Church History Forum: Assumption of Papal Authority - A historical change?

Assumption of Papal Authority - A historical change? QUESTION from A. Basto on June 22, 2002 In accordance with the present Apostolic Constitution on the vacancy of the Apostolic See and the Election of the Roman Pontiff, Universi Dominici Gregis, a person becomes the Pope when three requirements are met: valid canonical election, acceptance and episcopal ordination. Thus, is the man elected is not yet a Bishop, he is to receive episcopal consecration immediately.
That rule is exatcly the same as that of the previous Apostolic Constitution dealing with papal elections, Romano Pontifici Eligendo.
And such a rule is not irrelevant, since the Cardinals can validly choose a man from outside of the Sacred College to be Pope, and not only Bishops may be chonsen. On top of that, some cardinals, such as Cardinal Dulles, are not Bishops, and nevertheless a Cardinal who is not a bishop, if he is under the age of 80, takes part in the election, and therefore has a reasonable chance of being elected.
But the stange thing is that, according to the (1911) Catholic Encyclopedia (article: CONCLAVE), the Pope- elect, becomes the Supreme Pontiff and acquires full and supreme Papal jurisdiction, and is able to exercise such jurisdiction, from the moment of acceptance always, even if he lacks episcopal ordination. Of course, the Catholic Encyclopedia states that, in the case of a person who is not a Bishop being elected Pope, he is to receive episcopal consecration.
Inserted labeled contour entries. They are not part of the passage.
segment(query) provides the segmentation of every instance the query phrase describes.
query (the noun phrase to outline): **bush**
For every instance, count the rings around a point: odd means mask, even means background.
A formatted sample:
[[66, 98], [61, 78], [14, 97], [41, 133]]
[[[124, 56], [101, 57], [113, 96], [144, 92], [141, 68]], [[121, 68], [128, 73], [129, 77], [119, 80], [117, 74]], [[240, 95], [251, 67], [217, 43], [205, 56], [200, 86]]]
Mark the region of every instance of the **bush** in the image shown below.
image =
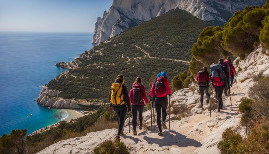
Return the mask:
[[93, 149], [93, 154], [129, 154], [126, 146], [122, 142], [107, 140], [101, 143]]
[[223, 132], [222, 139], [217, 146], [222, 154], [241, 154], [247, 152], [242, 137], [231, 128], [228, 128]]

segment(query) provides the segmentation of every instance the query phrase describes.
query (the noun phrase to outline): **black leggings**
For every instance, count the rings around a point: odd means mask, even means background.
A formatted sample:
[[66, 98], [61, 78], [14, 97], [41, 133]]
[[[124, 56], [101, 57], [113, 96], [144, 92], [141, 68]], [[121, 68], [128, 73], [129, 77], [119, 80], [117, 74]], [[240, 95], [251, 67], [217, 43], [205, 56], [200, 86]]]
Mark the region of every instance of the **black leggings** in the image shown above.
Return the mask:
[[[161, 115], [162, 117], [162, 121], [165, 122], [166, 119], [166, 109], [167, 108], [167, 99], [165, 97], [158, 98], [155, 99], [155, 108], [157, 113], [157, 124], [159, 130], [162, 131], [162, 122], [161, 121]], [[161, 114], [161, 112], [162, 112]]]
[[113, 106], [113, 109], [115, 111], [118, 120], [118, 135], [119, 135], [124, 125], [124, 118], [127, 112], [127, 107], [126, 105], [123, 104], [118, 107]]
[[210, 94], [208, 92], [209, 89], [209, 87], [203, 87], [199, 86], [199, 91], [200, 91], [200, 102], [202, 105], [203, 105], [203, 103], [204, 102], [204, 94], [205, 93], [206, 93], [206, 95], [207, 99], [209, 100], [210, 99]]
[[139, 117], [139, 122], [140, 123], [140, 125], [142, 126], [143, 122], [143, 117], [142, 116], [142, 113], [143, 112], [143, 109], [144, 108], [144, 105], [135, 105], [132, 104], [132, 115], [133, 115], [133, 120], [132, 121], [132, 124], [133, 125], [133, 128], [134, 131], [136, 130], [136, 125], [137, 122], [136, 119], [137, 118], [137, 111], [138, 111]]
[[[224, 84], [227, 84], [227, 83]], [[218, 98], [218, 107], [222, 108], [223, 107], [223, 102], [222, 101], [222, 94], [224, 90], [224, 85], [221, 86], [214, 86], [215, 91]]]

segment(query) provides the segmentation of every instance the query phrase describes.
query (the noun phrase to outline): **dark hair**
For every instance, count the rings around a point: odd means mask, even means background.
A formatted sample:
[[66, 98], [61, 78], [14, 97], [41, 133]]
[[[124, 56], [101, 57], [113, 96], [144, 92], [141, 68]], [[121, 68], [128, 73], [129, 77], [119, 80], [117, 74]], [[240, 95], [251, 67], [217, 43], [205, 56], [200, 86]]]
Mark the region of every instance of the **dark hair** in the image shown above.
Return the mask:
[[121, 83], [122, 83], [122, 82], [123, 82], [123, 79], [120, 77], [117, 78], [115, 80], [115, 82], [117, 81]]
[[201, 69], [201, 70], [204, 71], [206, 72], [208, 72], [207, 71], [207, 68], [206, 67], [206, 66], [205, 66], [203, 67], [203, 68], [202, 68]]
[[123, 76], [122, 74], [119, 74], [118, 75], [118, 76], [117, 77], [117, 78], [122, 78], [123, 79], [124, 79], [124, 76]]
[[228, 56], [228, 57], [226, 59], [225, 59], [225, 60], [229, 60], [230, 61], [232, 61], [232, 60], [231, 59], [231, 57], [229, 56]]
[[136, 84], [141, 83], [142, 83], [142, 80], [141, 80], [141, 78], [139, 77], [136, 78], [136, 79], [135, 79], [135, 83]]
But, according to the Encyclopedia, the elected one is Pope, and can exercise the Supreme Authority even before being ordained Bishop.
So, the Encyclopaedia seems to suggest that the old rules treated that matter in a different way, when compared to the present rules. Whereas the present ones regard episcopal consacration as essential pre-condition for the assumption of the Petrine primacy, the rules in place when the Encyclopaedia was issued didn't. The following is the relevant passage of the article:
If the pope happens not to be a bishop, he must be consecrated at once and, according to immemorial tradition, by the Cardinal-Bishop of Ostia. If already a bishop, there takes place only the solemn benedictio or blessing. However, he enjoys full jurisdiction from the moment of his election. On the following Sunday or Holy Day takes place, at the hands of the senior cardinal-deacon, the papal coronation from which day the new pope dates the years of his pontificate.
And what is amazing is that the older Apostolic Constitutions dealing with the subject (the ones issued by Pius X and Pius XII, for instance), seem to confirm the Encyclopedia's understandig. Those constitutions can be found at: http://www.fiu.edu/~mirandas/guide-xx.htm.
But how can one be Bishop of Rome, or exercise the apostolic jurisdiction of Bishop of Rome, without episcopal ordination?
Therefore I ask:
1. The necessity of episcopal ordination for the assumption of the Papal dignity and authority, is a matter of discipline or of substance?
2. Are the acts of a Pope (or of a Pope elect), binding on the Church before the ordination of the Pontiff?
3. This matter is subject to change?
ANSWER by Q & A Staff on June 25, 2002 Dear Mr. Basto,
Since this is not really a historical question, some of the details of my answer are a little tentative and open to correction.
The answer to your question is to note the distinction between the power of order and the power of .
Christ gave both powers to the Church. The power of Orders relates to the Sacrament of Holy Orders, whereas the power of Jurisdiction refers to the mission of the Church.
In essence there are two hierarchies in the Catholic Church, which are as follows:

Hierarchy of Orders: Bishops, Priests, Deacons

Hierarchy of Jurisdiction: Papacy, Cardinalate, Patriarchate, Primatial authority, Archepiscopacy, Episcopacy, Priesthood). Of these, some are of divine right (viz. Papacy, Episcopacy, Priesthood) and some are merely ecclesiastical (Cardinalate, Patriarchate etc) As soon as the Pope is elected, he assumes jurisdiction over the whole Church. However, if he is not a Bishop, he does not yet have the power of Order. Yet, since he has jurisdiction over the whole Church upon his election, he has hierarchy of Jurisdiction.
The difficulty arises since the Pontiff must be the Bishop of Rome, hence the requirement for immediate episcopal ordination upon election as pontiff. (There have been cases in history where a Pope died after election, but before being consecrated Bishop. This is why popes like Stephen II are sometimes included and sometimes excluded from the official list; it is becase they had power of jurisdiction (having been elected pope) but not power of orders (since they were not bishops).
So, to answer your questions:

1. The necessity of episcopal ordination for the assumption of the Papal dignity and authority, is a matter of discipline or of substance?
The pope had full jurisdiction from the time of his election. But if he is not a bishop, he does not have power of order.
2. Are the acts of a Pope (or of a Pope elect), binding on the Church before the ordination of the Pontiff?
Yes. But he cannot ordain other bishops, for example.
3. This matter is subject to change?
No.
If any readers have any insights, please feel free to contribute. As I have said, I am not sure of all the details here, and may be in error in some points.
Thanks for your though-provoking question.
God bless, .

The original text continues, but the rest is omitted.